Las Claves
- El inicio de enero invita a reflexionar sobre los recuerdos fragmentados y la evolución constante de nuestra propia identidad personal.
- Las melodías de Robe Iniesta actúan como
Con el transcurso del tiempo, resulta forzoso organizar y estructurar los escasos o abundantes recuerdos y conocimientos sobre esa realidad pasada que ya se extinguió. Al arribar la jornada inicial de enero, se cruza ese límite imaginario y la existencia propia asemeja el tramo final de un volumen que se ha quebrado por su encuadernación. El segmento inicial seguramente se precipitó al piso pues ya no lo conservas. Rememorarás fragmentos, secuencias, figuras, tal vez frases de conversaciones que probablemente fantaseas. Los protagonistas del comienzo de dicha obra no figuran en el desenlace. Quienes están ahora no se hallaban entonces. Acaso alguna denominación, una dirección, apenas nada más. Los intérpretes fallecieron, la urbe los devoró, no logras comprenderlos, ni el argumento, ni tu propia identidad de antaño. Menos mal que existen las melodías. Ellas permanecieron allí. Ellas conservan la memoria. Qué fortuna contar con personas como Robe Iniesta.
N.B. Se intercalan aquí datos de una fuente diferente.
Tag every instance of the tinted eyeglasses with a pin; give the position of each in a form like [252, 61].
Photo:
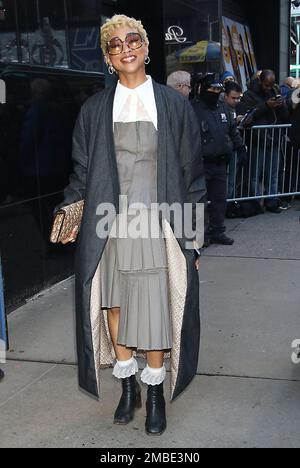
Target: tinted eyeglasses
[133, 41]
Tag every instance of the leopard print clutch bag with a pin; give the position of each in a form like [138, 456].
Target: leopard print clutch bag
[66, 219]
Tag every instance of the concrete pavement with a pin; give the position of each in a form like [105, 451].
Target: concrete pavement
[247, 391]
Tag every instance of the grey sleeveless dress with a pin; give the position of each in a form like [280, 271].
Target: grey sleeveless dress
[134, 272]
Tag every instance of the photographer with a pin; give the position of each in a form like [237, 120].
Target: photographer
[269, 108]
[295, 130]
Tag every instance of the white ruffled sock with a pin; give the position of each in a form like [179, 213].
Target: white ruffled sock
[125, 369]
[151, 376]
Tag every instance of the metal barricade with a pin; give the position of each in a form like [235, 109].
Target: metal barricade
[272, 169]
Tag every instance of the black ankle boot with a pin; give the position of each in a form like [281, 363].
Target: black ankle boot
[156, 422]
[130, 400]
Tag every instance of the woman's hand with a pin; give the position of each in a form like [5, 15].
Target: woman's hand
[72, 237]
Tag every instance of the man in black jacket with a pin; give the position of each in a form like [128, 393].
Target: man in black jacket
[269, 108]
[220, 137]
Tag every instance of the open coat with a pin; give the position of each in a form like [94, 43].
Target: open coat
[95, 179]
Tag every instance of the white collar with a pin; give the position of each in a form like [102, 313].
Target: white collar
[144, 92]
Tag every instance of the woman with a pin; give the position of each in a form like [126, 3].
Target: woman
[137, 139]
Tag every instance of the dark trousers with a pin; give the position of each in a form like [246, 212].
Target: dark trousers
[216, 182]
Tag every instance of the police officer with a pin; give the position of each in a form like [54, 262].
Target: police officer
[220, 137]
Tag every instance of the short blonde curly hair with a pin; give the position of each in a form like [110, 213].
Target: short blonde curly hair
[119, 21]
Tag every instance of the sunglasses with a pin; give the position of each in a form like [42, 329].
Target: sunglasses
[133, 41]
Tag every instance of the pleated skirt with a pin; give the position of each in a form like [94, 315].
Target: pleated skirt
[134, 277]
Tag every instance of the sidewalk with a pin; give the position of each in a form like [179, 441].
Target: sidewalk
[247, 391]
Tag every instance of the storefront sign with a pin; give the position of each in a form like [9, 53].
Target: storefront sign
[175, 34]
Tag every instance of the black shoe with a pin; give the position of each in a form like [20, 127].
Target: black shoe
[156, 422]
[130, 400]
[274, 209]
[221, 239]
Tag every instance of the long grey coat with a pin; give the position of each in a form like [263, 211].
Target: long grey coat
[95, 179]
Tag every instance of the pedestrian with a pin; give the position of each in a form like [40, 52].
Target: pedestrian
[269, 108]
[295, 130]
[288, 86]
[227, 77]
[138, 139]
[220, 137]
[181, 81]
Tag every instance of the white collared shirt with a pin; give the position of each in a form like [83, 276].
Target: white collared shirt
[134, 105]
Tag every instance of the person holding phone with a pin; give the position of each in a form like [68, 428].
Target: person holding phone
[269, 108]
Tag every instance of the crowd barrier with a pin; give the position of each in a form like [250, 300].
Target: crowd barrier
[271, 169]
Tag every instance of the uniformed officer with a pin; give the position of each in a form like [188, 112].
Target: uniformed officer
[220, 138]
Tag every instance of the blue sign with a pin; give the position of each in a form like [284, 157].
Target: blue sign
[3, 330]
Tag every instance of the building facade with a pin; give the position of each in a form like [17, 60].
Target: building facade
[50, 63]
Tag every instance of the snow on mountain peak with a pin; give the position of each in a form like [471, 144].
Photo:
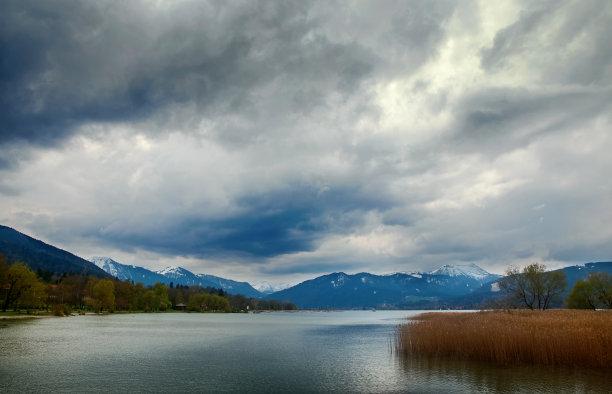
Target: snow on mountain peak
[174, 270]
[107, 264]
[469, 270]
[269, 287]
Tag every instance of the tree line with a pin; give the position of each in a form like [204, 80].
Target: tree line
[22, 288]
[535, 288]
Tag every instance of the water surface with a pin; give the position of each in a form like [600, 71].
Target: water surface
[268, 352]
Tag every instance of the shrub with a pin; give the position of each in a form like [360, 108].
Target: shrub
[554, 337]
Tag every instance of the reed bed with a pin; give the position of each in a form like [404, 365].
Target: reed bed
[554, 337]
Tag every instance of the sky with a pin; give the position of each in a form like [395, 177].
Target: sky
[283, 140]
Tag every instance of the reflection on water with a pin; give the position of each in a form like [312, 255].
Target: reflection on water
[468, 376]
[276, 352]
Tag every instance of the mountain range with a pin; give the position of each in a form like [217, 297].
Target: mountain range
[450, 286]
[399, 290]
[39, 255]
[174, 275]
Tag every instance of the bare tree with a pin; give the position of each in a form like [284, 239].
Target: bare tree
[533, 287]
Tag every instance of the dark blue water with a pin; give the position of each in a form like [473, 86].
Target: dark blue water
[268, 352]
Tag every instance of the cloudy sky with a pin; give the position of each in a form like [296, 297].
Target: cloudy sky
[269, 140]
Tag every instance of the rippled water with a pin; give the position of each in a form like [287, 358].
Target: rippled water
[268, 352]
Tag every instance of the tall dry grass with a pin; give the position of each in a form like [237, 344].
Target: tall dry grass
[552, 337]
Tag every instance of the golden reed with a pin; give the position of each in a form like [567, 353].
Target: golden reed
[518, 337]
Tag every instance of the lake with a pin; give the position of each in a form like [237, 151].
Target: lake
[347, 351]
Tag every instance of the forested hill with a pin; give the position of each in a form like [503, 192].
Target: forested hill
[39, 255]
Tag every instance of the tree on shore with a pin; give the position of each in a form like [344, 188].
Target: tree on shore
[592, 293]
[16, 281]
[533, 287]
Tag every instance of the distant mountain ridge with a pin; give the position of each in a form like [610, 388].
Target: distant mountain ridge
[400, 290]
[36, 254]
[176, 275]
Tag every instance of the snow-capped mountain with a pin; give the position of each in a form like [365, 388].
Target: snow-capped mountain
[174, 275]
[130, 272]
[266, 287]
[399, 290]
[467, 270]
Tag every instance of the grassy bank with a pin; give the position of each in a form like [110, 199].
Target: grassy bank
[553, 337]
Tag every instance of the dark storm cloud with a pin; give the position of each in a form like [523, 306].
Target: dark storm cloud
[66, 63]
[309, 136]
[500, 120]
[270, 224]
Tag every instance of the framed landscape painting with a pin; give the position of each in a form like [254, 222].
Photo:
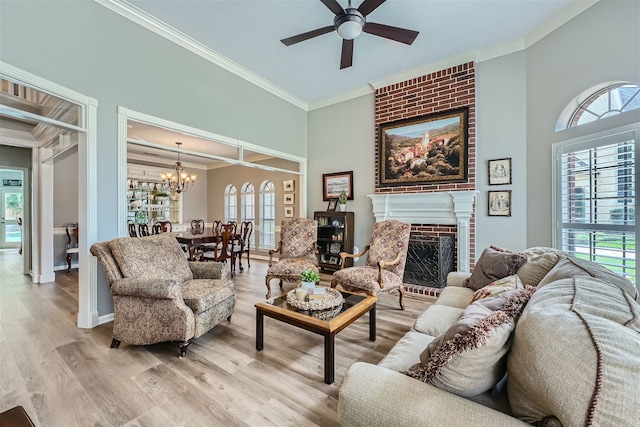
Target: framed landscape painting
[428, 149]
[335, 183]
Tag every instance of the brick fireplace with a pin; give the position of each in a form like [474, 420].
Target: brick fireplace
[435, 211]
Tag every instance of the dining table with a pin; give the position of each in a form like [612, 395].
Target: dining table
[192, 241]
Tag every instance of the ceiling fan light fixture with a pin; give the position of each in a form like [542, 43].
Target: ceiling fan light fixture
[349, 25]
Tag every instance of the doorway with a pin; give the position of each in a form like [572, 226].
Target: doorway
[11, 208]
[76, 114]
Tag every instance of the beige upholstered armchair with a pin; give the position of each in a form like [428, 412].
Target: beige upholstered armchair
[158, 295]
[298, 251]
[384, 269]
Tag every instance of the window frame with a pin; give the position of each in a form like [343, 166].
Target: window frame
[230, 195]
[244, 196]
[590, 142]
[265, 234]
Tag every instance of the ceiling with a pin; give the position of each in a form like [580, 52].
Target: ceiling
[248, 33]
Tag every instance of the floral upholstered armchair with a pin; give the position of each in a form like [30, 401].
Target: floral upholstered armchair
[384, 269]
[158, 295]
[298, 251]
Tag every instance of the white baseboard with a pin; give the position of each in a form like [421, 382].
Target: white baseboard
[105, 319]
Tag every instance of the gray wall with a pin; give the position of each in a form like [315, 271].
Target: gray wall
[87, 48]
[519, 98]
[342, 138]
[65, 188]
[601, 44]
[501, 125]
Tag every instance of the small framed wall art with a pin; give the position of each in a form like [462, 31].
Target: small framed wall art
[500, 203]
[288, 211]
[500, 171]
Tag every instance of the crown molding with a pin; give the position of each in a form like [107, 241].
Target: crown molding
[17, 138]
[555, 22]
[138, 16]
[366, 90]
[134, 14]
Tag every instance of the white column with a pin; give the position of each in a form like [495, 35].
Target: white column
[463, 209]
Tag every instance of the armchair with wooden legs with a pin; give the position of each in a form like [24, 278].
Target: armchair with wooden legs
[298, 251]
[384, 269]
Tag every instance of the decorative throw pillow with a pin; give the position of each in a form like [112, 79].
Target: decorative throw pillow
[498, 287]
[494, 264]
[470, 358]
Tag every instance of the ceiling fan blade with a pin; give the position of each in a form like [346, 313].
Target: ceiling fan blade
[334, 6]
[308, 35]
[369, 6]
[346, 60]
[401, 35]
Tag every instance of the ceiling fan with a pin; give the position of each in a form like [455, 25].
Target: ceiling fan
[349, 23]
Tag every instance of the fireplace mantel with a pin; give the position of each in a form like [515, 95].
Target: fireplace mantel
[452, 207]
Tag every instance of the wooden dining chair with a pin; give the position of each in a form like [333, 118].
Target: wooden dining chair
[132, 228]
[244, 242]
[72, 243]
[161, 227]
[166, 226]
[197, 226]
[143, 230]
[222, 250]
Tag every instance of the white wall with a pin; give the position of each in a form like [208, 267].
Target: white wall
[89, 49]
[342, 138]
[501, 132]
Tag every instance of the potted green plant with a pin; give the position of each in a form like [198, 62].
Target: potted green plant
[342, 201]
[309, 276]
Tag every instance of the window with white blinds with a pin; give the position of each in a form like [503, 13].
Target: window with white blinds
[267, 215]
[230, 203]
[596, 201]
[248, 206]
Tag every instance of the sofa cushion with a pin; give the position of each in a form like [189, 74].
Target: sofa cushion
[539, 261]
[495, 288]
[494, 263]
[455, 296]
[584, 372]
[406, 352]
[153, 257]
[570, 266]
[470, 357]
[437, 319]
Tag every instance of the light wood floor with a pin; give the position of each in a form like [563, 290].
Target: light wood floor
[65, 376]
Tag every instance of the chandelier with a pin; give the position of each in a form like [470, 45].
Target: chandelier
[178, 179]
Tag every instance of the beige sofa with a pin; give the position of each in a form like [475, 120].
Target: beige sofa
[574, 358]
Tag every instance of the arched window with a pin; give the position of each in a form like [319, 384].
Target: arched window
[248, 206]
[598, 102]
[595, 181]
[230, 203]
[267, 215]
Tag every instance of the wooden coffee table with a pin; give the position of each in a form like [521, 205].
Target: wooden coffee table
[322, 322]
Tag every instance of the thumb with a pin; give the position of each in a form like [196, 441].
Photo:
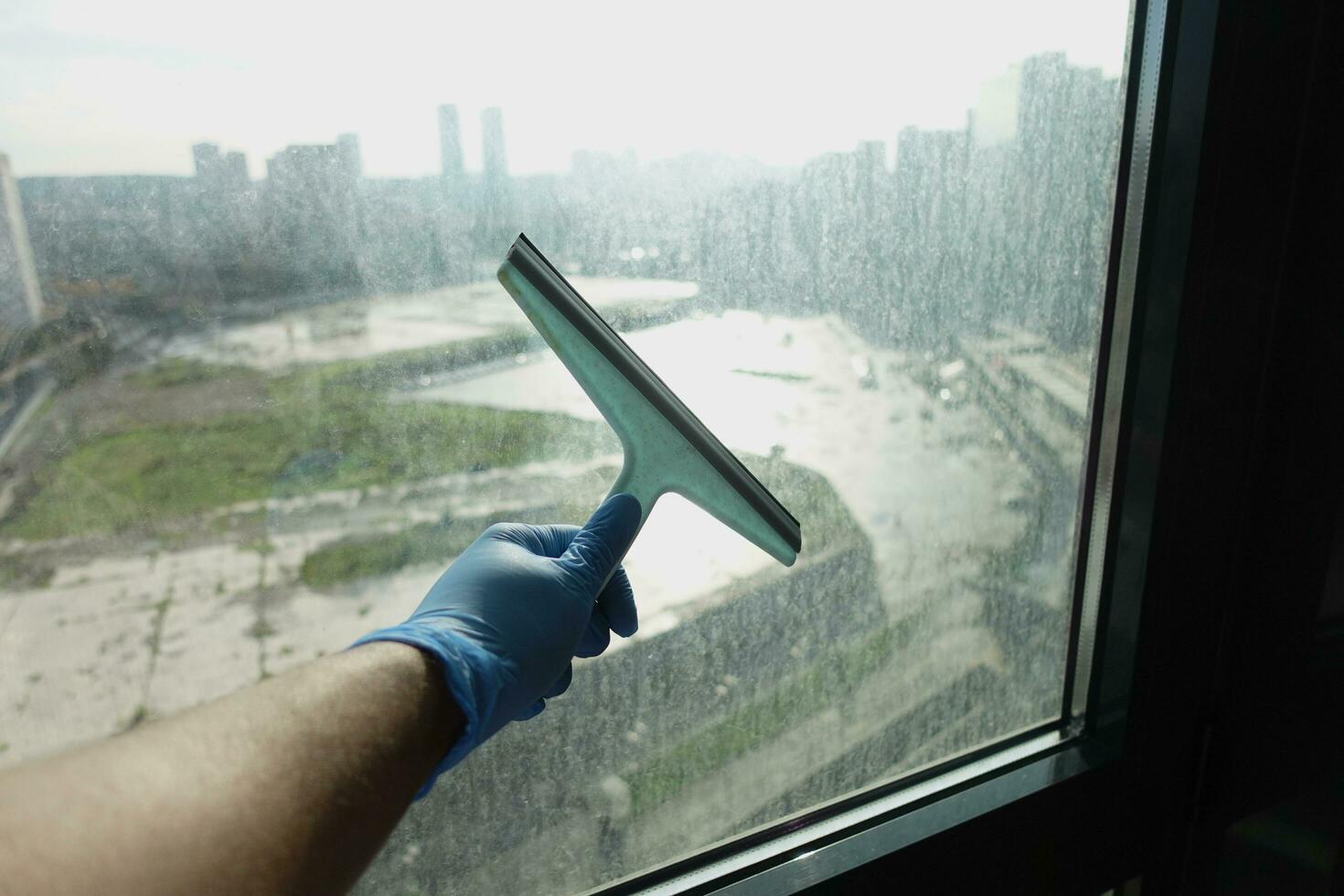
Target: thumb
[603, 541]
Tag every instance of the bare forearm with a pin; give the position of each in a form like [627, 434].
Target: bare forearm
[291, 784]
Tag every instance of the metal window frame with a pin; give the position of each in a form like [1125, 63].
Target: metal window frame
[1043, 770]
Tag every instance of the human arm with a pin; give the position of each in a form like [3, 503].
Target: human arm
[288, 786]
[294, 784]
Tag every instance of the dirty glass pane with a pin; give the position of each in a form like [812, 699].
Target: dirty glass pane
[260, 386]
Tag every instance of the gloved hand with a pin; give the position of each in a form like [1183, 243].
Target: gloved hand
[511, 613]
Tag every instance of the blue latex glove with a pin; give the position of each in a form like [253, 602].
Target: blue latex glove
[511, 613]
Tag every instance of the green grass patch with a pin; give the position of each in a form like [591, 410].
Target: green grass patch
[832, 676]
[19, 572]
[315, 432]
[374, 555]
[185, 371]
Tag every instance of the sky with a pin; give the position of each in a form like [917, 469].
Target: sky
[96, 86]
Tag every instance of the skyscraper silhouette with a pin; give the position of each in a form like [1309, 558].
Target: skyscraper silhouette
[492, 145]
[449, 143]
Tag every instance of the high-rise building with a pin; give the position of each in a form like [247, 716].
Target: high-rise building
[20, 297]
[494, 163]
[219, 172]
[314, 205]
[206, 159]
[349, 159]
[497, 219]
[449, 143]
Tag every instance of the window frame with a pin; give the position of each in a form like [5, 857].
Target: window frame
[1066, 782]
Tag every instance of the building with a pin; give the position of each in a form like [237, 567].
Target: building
[20, 297]
[314, 211]
[496, 223]
[218, 171]
[451, 143]
[494, 162]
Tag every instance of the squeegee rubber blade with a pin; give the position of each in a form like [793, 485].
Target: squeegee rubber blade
[667, 448]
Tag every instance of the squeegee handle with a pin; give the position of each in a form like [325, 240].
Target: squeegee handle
[638, 488]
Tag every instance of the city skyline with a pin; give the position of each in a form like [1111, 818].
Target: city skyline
[94, 93]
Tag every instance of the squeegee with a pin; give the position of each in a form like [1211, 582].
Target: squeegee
[667, 448]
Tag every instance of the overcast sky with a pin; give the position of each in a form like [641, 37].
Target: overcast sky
[125, 86]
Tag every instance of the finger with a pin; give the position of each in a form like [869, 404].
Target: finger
[617, 604]
[595, 635]
[562, 684]
[601, 543]
[542, 540]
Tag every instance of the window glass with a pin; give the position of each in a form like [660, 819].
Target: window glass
[260, 386]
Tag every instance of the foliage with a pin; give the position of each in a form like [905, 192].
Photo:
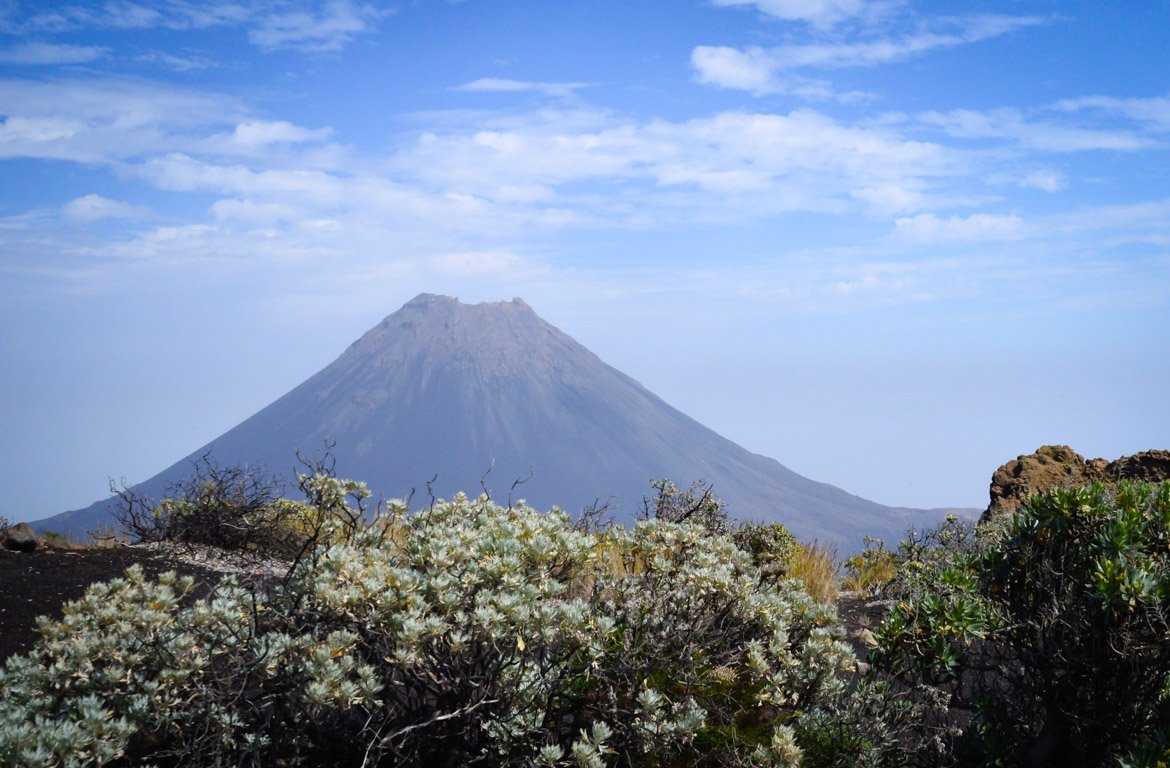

Cómo reaccionaríamos en el comienzo del volumen frente a lo que acontece en esta etapa posterior. A lo mejor nos dedicaríamos a cuidar con más premura y cuidado lo que devastamos o, tal vez, lo eliminaríamos con la antelación requerida para forjar lo que hoy estamos erigiendo. Me planteo si aquellos antiguos compañeros y afectos todavía nos recuerdan. Y si es así, por qué no nos contactan, por qué no tratamos de hallarnos.
Sagradas las piezas musicales; estas en verdad persistían, ciertamente evocan; qué honor contar con personas como Robe Iniesta.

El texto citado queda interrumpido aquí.